Il killer della strage davanti alla scuola ebraica di Tolosa sarebbe lo stesso che ha ucciso tre militari la settimana scorsa a Tolosa e a Montauban, secondo il procuratore della repubblica Michel Valet. Secondo i primi elementi dell’inchiesta, la pista più accreditata dalla polizia locale è quella dei gruppi neonazisti: nel 2008 tre paracadutisti dello stesso reggimento dei militari uccisi furono espulsi perché affiliati a associazioni neonaziste. Potrebbe trattarsi di una vendetta contro i propri commilitoni. I tre militari uccisi erano francesi di origine magrebina. Mentre le tre bambine e il professore di religione vittime della sparatoria di oggi frequentavano la scuola ebraica di Tolosa. La pista dei gruppi neonazisti è quindi seguita con attenzione dalle autorità civili e militari.
Mentre Israele e le autorità ebraiche francesi esprimono tutto “l’orrore” per quanto accaduto, il presidente Nicolas Sarkozy ha annullato tutti gli impegni di campagna elettorale per accorrere sul posto, così come il ministro dell’Interno, Claude Gueant, e i rappresentanti delle istituzioni ebraiche di Francia, con in testa il Rabbino capo, Gilles Bernheim. E’ stato dato ordine immediato di rafforzare le misure di sicurezza davanti alle scuole israelitiche del paese.
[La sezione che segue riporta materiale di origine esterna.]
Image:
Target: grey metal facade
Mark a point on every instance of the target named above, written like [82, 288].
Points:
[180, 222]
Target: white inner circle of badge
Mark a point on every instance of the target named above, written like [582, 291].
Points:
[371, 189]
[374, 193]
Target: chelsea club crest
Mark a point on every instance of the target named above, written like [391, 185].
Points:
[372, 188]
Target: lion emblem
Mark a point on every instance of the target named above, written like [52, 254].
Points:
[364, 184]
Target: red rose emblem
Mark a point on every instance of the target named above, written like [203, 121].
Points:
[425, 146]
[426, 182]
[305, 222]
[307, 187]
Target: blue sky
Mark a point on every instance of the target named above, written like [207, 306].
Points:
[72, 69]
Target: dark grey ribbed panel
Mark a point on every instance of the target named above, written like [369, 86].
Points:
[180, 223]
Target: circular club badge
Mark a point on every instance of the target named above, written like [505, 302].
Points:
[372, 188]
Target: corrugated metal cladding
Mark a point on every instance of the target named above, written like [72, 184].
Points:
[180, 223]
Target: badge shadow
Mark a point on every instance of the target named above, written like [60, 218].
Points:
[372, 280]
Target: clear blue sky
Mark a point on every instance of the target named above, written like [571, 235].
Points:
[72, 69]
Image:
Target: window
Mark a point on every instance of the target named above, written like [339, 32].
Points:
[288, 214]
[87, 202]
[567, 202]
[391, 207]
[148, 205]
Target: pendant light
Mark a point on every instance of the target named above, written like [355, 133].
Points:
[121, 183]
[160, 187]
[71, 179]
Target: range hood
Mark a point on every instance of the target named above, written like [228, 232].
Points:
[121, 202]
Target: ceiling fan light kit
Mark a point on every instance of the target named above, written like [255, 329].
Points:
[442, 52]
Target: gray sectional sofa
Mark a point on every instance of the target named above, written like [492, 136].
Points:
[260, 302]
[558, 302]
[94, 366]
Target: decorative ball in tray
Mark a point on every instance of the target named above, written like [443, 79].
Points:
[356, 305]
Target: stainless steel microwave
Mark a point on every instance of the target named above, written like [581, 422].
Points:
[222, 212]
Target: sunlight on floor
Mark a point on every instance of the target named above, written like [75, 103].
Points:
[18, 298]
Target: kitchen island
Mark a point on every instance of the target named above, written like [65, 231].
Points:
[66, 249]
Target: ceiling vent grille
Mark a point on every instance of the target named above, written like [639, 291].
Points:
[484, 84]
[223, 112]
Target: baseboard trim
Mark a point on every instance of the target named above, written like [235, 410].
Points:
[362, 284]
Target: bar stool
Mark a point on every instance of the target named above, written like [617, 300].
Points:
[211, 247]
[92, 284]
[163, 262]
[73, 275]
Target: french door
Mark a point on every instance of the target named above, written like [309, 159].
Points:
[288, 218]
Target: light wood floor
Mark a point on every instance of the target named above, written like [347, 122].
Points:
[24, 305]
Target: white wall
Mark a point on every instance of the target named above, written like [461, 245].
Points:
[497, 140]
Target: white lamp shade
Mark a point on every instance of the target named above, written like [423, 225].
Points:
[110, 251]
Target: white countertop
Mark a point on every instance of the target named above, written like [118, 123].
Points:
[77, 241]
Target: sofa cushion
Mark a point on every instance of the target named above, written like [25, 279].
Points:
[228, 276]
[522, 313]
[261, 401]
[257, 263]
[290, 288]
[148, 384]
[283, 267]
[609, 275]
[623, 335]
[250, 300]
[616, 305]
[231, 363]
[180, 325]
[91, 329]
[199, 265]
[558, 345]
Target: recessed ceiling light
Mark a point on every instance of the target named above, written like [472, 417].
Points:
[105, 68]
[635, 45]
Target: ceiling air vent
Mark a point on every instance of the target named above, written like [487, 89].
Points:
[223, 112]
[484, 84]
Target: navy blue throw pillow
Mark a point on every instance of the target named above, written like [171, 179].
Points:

Sono sotto shock i ragazzi, i genitori e gli insegnanti del piccolo istituto privato ebraico – scuola media e liceo – del quartiere residenziale della Roseraie. Nella zona, le ricerche dei giorni scorsi dopo gli agguati ai militari di Tolosa e Montauban si sono trasformate in una vera e propria caccia all’uomo. Ci sono, sembra, alcune tracce: la prima è un segno molto ben individuabile sul viso del killer, una cicatrice o, forse, un tatuaggio. Per il resto, si ignorano i suoi obiettivi e il suo movente, ma si sa che l’uomo ha uno straordinario sangue freddo e che conosce molto bene i luoghi in cui sferra gli attacchi. Nel caso dei militari, sembra che avesse scambiato diverse email con uno di loro.
SARKOZY A TOLOSA, E’ UNA TRAGEDIA  – “E’ impossibile accettare l’idea che si possa fare un tale massacro. E’ una tragedia. Ed è una tragedia anche che esistano dei folli capaci di questo genere di atti, che non hanno alcun rispetto per la dignità e per la vita delle persone”. Sono state le prime parole del presidente Nicolas Sarkozy ai microfoni di BFM tv, dopo il suo arrivo in tarda mattinata a Tolosa.
Si è aperta dunque in Francia la campagna presidenziale e, come paventavamo, si è aperta con una strage.
Se la tensione crescerà e il colpevole, o il presunto tale, verrà arrestato entro aprile, Sarkozy ce la dovrebbe fare ad essere rieletto; se le stragi dovessero continuare, invece se ne avvantaggerebbe Hollande.
Sia come sia è su quel fil rouge che, come avevamo temuto, si è aperta la competizione per l’Eliseo.